To Rizal, this was the best option available to complete his DIAGNOSIS based on the case history of his ailing motherland. The sequel FILI on the other hand, served as the PROGNOSIS upon which a desperate and concerned doctor out of sheer patriotism wrote his prescription, an RX to Revolution. Well, how about the LA SOLIDARIDAD? “New England Journal of Medicine” is my best bet.

Some pay homage to Rizal as “the prophet and architect” of Spain’s downfall losing her colonial empire in the closing years of the nineteen century as he predicted the emergence of the United States to world power.

There is, however, in congruency if not irony that baffle even today’s generation that the FILI fictionalized revolution led by Simoun was a failure and so was Rizal. Was he not blamed for the failure of the Revolution of 1896 by rejecting the plea of Bonifacio and his Katipuneros, calling the Revolution an absurd idea? Life imitates art or vice versa.
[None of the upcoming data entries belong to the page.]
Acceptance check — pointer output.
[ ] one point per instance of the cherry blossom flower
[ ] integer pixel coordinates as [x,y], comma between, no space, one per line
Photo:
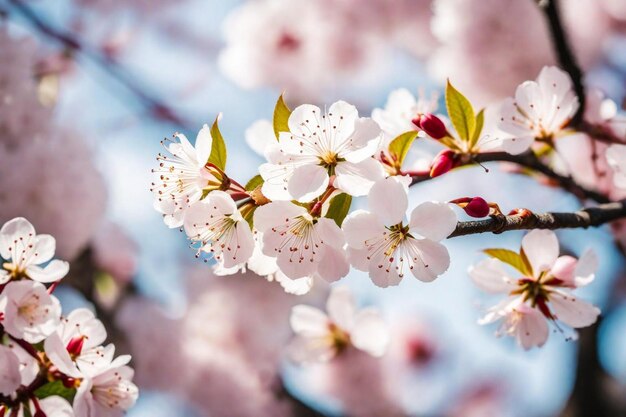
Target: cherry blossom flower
[75,347]
[24,251]
[540,110]
[10,377]
[542,294]
[220,229]
[183,176]
[30,313]
[108,393]
[267,267]
[28,365]
[233,333]
[616,157]
[382,244]
[261,138]
[321,336]
[319,145]
[400,110]
[302,245]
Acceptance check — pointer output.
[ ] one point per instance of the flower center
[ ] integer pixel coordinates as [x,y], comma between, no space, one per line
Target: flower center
[329,158]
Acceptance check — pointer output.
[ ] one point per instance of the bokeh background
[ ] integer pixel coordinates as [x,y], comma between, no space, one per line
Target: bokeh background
[88,88]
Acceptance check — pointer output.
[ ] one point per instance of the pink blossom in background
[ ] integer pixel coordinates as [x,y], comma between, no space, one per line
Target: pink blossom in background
[52,180]
[298,46]
[225,349]
[487,56]
[361,383]
[22,116]
[47,172]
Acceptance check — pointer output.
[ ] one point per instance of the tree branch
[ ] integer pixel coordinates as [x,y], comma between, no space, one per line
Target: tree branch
[529,160]
[156,107]
[564,53]
[526,220]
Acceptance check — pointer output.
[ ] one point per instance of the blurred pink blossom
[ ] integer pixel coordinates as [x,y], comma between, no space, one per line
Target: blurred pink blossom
[229,344]
[115,252]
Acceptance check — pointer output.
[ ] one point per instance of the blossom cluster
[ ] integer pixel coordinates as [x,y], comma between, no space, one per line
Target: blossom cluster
[293,222]
[49,360]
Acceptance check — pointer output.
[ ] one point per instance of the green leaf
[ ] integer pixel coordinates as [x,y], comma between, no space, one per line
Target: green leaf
[281,117]
[56,388]
[460,112]
[254,182]
[218,149]
[480,121]
[400,146]
[509,257]
[339,207]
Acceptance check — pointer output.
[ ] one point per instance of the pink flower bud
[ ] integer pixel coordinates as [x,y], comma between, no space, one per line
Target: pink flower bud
[75,346]
[431,125]
[477,207]
[443,162]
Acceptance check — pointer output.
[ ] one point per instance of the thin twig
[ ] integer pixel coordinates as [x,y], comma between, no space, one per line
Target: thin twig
[529,160]
[525,220]
[156,107]
[565,56]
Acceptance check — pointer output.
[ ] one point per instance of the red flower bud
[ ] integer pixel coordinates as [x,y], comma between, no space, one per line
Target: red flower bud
[75,346]
[431,125]
[477,207]
[443,162]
What lessons have we learned from our ugly colonial past? We experienced changing colonial masters but not colonial mentality. Speaking of colonial mentality, one bright-eyed social researcher noted with insatiable interest about the stigma or residue ingrained in our culture that is difficult to shake off. He identified this tendency as “IMSACF”SYNDROME; meaning I aM S(panish)A(merican)C(hinese)F(ilipino). He was amused to find Filipinos claiming to have foreign ancestry when there are no traces visible as Iberian, American or Caucasian features. What a classic case of Ethnic Forgery!

Pura Santillan-Castrence has beautifully crafted words, describing our countrymen who are Sunday-religious Filipinos. They are those who take confession, take communion on Sunday but the rest of the week are involved taking bribes or bribing government officials or engaged in other corrupt practices.

There are Born- again Rizalists” as well as “Born-again-Christians”.They are all “Born-again-Filipinos” who take pride being Filipino again because Pacquiao put the Philippines in the map for winning the World Boxing Title match.

To be a Filipino carries with it responsibility, awareness, pride and vigilance. Without national soul we are a nation of dead race. Yet there is a prevailing notion of self-doubt as to what really constitute a Filipino “in thought and in deed”. How sincere and proud are you as a Filipino? Any regrets?